Copy the following content into dku-log4j.properties
# By default, send audit logging to a specific file in run
# For an inalterable audit log, this should be sent to an external system,
# not controlled by the DSS user
log4j.appender.AUDITFILE=org.apache.log4j.RollingFileAppender
log4j.appender.AUDITFILE.File=${DIP_HOME}/run/audit/audit.log
log4j.appender.AUDITFILE.MaxFileSize=100MB
log4j.appender.AUDITFILE.MaxBackupIndex=20
log4j.appender.AUDITFILE.layout=com.dataiku.dip.logging.JSONAuditLayout
# Queries logging: use rolling files.
log4j.appender.QUERIES_AUDIT_FILE=org.apache.log4j.RollingFileAppender
log4j.appender.QUERIES_AUDIT_FILE.File=${DIP_HOME}/run/api-queries/queries.log
log4j.appender.QUERIES_AUDIT_FILE.MaxFileSize=10MB
log4j.appender.QUERIES_AUDIT_FILE.MaxBackupIndex=10
log4j.appender.QUERIES_AUDIT_FILE.layout=org.apache.log4j.PatternLayout
log4j.appender.QUERIES_AUDIT_FILE.layout.ConversionPattern={"timestamp" : "%d{yyyy/MM/dd-HH:mm:ss.SSS}Z", "logger": "%c", "severity" : "%p", "message" : %m}%n
# Remove audit logs from regular CONSOLE logger
log4j.additivity.dku.audit=false
log4j.logger.dku.audit= INFO, AUDITFILE
# And enable it
log4j.additivity.dku.audit.generic=false
log4j.logger.dku.audit.generic= INFO, QUERIES_AUDIT_FILE
Then, restart your API node (./bin/dss restart).
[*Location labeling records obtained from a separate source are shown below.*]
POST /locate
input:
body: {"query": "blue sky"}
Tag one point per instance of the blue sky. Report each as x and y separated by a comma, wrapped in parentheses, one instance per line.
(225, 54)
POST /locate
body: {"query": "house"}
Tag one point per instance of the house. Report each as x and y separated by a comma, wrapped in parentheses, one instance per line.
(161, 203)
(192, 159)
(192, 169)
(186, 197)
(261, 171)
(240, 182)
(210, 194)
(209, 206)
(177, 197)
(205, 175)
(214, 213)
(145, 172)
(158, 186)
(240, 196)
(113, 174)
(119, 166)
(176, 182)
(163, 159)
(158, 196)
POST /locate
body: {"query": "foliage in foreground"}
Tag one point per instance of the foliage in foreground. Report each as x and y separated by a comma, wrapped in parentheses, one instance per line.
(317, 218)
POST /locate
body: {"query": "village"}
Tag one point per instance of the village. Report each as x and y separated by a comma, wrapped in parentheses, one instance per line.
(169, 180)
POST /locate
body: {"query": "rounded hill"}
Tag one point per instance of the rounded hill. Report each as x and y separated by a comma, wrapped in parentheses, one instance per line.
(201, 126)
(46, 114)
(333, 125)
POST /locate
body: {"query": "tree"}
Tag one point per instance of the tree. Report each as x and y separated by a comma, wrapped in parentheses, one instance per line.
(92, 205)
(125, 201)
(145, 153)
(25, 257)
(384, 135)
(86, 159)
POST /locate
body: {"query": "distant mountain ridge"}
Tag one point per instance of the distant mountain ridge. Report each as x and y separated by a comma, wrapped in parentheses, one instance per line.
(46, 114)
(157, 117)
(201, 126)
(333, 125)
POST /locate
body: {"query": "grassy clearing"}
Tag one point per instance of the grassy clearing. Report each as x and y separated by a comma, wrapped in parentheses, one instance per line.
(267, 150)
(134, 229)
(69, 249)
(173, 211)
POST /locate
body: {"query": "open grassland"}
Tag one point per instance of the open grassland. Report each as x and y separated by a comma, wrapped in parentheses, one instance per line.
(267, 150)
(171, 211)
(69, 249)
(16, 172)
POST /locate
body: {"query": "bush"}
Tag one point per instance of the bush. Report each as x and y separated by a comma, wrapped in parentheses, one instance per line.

You should now see queries logged in the run/audit
folder.
Logging queries to Kafka¶
Apache Kafka is a distributed message queue, which can be used to get query logs out of the API node.
To enable logging queries to Kafka:
Add all jars from the Kafka distribution to the
lib/java
folderReplace the “Queries logging” part of
bin/log4j.properties
by the following snippet:
log4j.appender.QUERIES_KAFKA=org.apache.kafka.log4jappender.KafkaLog4jAppender
log4j.appender.QUERIES_KAFKA.BrokerList=kafka1:9092,kafk2:9092,kafka:9093
log4j.appender.QUERIES_KAFKA.Topic=dku-apinode-audit
log4j.appender.QUERIES_KAFKA.layout=com.dataiku.dip.logging.JSONAuditLayout
log4j.additivity.dku.apinode.audit.queries=false
log4j.logger.dku.apinode.audit.queries= INFO, QUERIES_KAFKA
Note
You can also send administration and authentication audit logs to Kafka by setting appropriate configuration for the other audit loggers.